Même une référence fugace et indirecte aux victimes d'abus, largement interprétée comme un clin d'œil au scandale Jeffrey Epstein, dans lequel le propre frère du roi est impliqué, a été traitée comme une compétence politique habile plutôt que examinée pour son flou.
Rien de tel qu'une tournée royale pour vendre des journaux. Pour les rédacteurs, en particulier ceux qui battent le plus fort le tambour patriotique, c'est une augmentation des ventes garantie. Ajoutez Donald Trump à la mêlée, et la presse pourrait tout aussi bien faire des heures supplémentaires.
Comme on pouvait s'y attendre, une grande partie des médias britanniques obsédés par la royauté ont été séduits par le voyage du roi Charles à Washington. Le Fois a salué une « masterclass diplomatique », axée sur des ovations debout et un discours interrompu à plusieurs reprises par des applaudissements.
Même une référence fugace et indirecte aux victimes d'abus, largement interprétée comme un clin d'œil au scandale Jeffrey Epstein, dans lequel le propre frère du roi est impliqué, a été traitée comme une compétence politique habile plutôt que examinée pour son flou.
Les Unes racontaient la même histoire. Le Soleil s'est exclamé « KING CHARMING », célébrant les blagues et les relations faciles, tandis que le Courrier quotidien a également participé à une « masterclass diplomatique ».
Des médias encore plus restreints se sont joints à nous. BBC a qualifié le discours de « puissant » et le Tuteur a conclu que « la flexibilité du soft power britannique a fonctionné à merveille ».
Nous l'avons déjà dit sur RWW et nous le répétons, la flatterie médiatique envers le roi Charles est profondément hypocrite. Ce sont les mêmes médias qui ont présenté le roi comme une sorte de radical éveillé. « Le roi est tellement réveillé qu'il risque de s'abolir », a écrit Télégraphe commentateur Petronella Wyatt en 2023. Son problème était son soutien à une étude sur les liens historiques de la monarchie avec l'esclavage et son échec à exclure toute réparation.
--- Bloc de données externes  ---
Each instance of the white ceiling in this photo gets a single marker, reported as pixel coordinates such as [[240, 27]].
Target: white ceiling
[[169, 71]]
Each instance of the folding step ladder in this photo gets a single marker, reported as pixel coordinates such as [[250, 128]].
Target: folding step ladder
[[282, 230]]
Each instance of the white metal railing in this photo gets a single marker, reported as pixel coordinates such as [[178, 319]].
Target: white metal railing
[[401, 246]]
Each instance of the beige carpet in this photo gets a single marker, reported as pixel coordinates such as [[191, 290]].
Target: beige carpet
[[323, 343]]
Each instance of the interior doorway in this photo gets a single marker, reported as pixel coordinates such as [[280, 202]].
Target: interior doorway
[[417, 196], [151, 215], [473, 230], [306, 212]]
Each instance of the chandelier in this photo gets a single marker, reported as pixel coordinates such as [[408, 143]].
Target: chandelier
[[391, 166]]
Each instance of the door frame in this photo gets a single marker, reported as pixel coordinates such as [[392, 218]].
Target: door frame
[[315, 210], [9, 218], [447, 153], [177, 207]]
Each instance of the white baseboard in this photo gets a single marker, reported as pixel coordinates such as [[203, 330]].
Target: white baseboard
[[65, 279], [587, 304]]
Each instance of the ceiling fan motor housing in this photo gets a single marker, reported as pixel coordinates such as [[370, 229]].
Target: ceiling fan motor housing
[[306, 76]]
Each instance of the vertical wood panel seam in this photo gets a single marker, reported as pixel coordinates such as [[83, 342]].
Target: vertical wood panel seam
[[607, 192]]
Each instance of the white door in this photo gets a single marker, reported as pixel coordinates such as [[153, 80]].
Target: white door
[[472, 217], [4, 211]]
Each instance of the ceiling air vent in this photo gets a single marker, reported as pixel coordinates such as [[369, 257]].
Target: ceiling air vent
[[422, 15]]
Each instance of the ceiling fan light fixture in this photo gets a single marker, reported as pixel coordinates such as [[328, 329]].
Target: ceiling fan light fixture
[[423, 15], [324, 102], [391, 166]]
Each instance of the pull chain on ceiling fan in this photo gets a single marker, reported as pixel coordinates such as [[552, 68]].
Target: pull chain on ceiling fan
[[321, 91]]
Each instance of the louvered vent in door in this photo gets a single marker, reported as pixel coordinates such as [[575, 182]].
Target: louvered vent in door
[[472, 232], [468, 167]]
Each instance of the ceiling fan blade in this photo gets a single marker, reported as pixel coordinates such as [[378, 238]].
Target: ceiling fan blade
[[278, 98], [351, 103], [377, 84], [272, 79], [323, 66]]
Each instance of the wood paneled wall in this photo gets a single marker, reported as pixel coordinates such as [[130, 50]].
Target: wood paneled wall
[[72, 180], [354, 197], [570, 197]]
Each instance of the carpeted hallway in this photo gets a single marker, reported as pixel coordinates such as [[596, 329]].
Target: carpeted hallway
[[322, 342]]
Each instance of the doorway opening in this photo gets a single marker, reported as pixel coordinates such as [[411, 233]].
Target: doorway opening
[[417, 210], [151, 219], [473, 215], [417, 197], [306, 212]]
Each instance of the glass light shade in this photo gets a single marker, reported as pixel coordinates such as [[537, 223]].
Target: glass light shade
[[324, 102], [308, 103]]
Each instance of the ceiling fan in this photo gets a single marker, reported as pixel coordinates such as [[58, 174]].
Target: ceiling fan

Et la plus grande hypocrisie de toutes ? Après la mort de la reine, les mêmes médias se sont inquiétés de savoir si Charles pourrait maintenir la « relation spéciale » entre la Grande-Bretagne et les États-Unis. Charles serait-il capable d'offrir les mêmes sourires polis que sa mère, « à travers des visites gênantes avec presque tous les présidents américains remontant à Dwight D. Eisenhower ? » comme le dit le New York Intelligencer.
Alors, c'est quoi ? Un monarque progressiste intrusif, ou un maître diplomate qui sauve la position mondiale de la Grande-Bretagne ?
Une presse véritablement critique aurait pu se débattre avec cette contradiction ou se demander si les subtilités polies sur les valeurs partagées sont suffisantes face à des tensions politiques et morales plus profondes. Au lieu de cela, une grande partie de la couverture médiatique n’était guère plus qu’un spectacle royal : les applaudissements comptaient, les blagues notées et les images admirées.
Personnellement, je ne suis pas monarchiste, mais j'ai ressenti de la sympathie pour le roi Charles, parti à Washington à la demande du gouvernement pour apaiser les impulsions enfantines de Trump, tout en suivant un traitement contre le cancer.
Un devoir difficile, mal chronométré et plutôt indigne.